The night unfolded into something monumental for the both of us. He did something I could’ve never done on my own; he brought me out of my head and into a manageable reality. Even better, he made me a night worth living for. He showed me Polaroid pictures of our adventures through adolescence together. He showed me the stars, and he spoke about them as if they were a creation from his own fingertips, a work of art of his own doing. He talked about their names, their own personal role in bigger constellations. And he showed me a picture of a dog riding a bicycle he made out of the pastels, which looked like a kindergartener had made it. I told him he should stick to his intelligence of the stars; his creationism with pastels wasn’t working for him.

Ten years later, when we were in our twenties, our little tree house was constructed into a twin house to my parents’. I was less than thrilled to be so close to them, but it was the price I paid for preserved memories. We painted it a mix of hopeful shades of blue and secretive shades of violet. We had brought our memories to life in an inanimate object. Funny, the place I had so dreamed of escaping became my only sanctuary.

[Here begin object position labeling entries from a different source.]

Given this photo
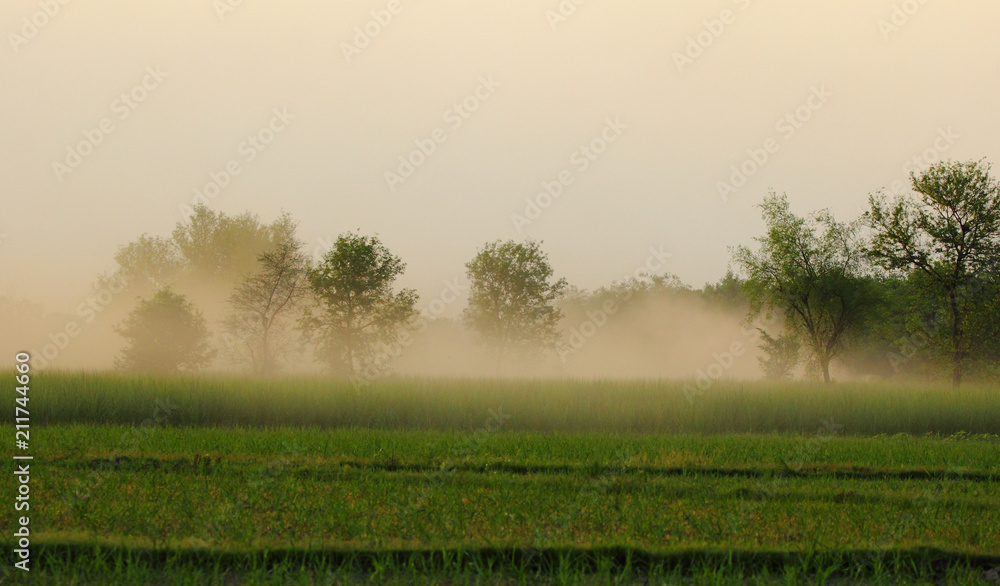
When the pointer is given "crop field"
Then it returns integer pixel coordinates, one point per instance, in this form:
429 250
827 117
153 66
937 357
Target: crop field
187 481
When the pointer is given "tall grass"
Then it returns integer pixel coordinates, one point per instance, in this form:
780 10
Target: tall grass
533 405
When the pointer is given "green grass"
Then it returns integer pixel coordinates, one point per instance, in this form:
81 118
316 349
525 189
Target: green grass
208 480
549 406
294 505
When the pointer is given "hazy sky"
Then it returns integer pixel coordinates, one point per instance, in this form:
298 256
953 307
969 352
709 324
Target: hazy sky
507 94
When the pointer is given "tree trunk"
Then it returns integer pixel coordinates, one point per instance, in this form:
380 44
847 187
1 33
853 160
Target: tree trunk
958 355
265 357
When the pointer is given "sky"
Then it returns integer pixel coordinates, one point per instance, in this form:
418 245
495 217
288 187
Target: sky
621 134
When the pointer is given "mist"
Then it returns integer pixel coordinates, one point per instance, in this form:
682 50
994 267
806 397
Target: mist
602 130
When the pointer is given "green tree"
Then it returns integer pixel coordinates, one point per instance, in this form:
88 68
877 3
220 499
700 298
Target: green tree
148 264
781 355
264 305
809 270
217 247
358 313
164 334
950 233
512 298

However, just as quickly as life was born on our house, nature swiped it from existence as a tornado came through late at night. Our houses didn’t see it coming, and neither did we.

“So, what story do you think this one has?” Miles tilted his head in the direction of the collapsing purple one. I stared at it for a long amount of time. Shrugging, I kissed his cheek softly and stood up.

“Who knows? But I’m going to live there,” I told him, stubborn as ever, and sure of myself that it would happen. I would live there, fix it up a little, and create a story of my own.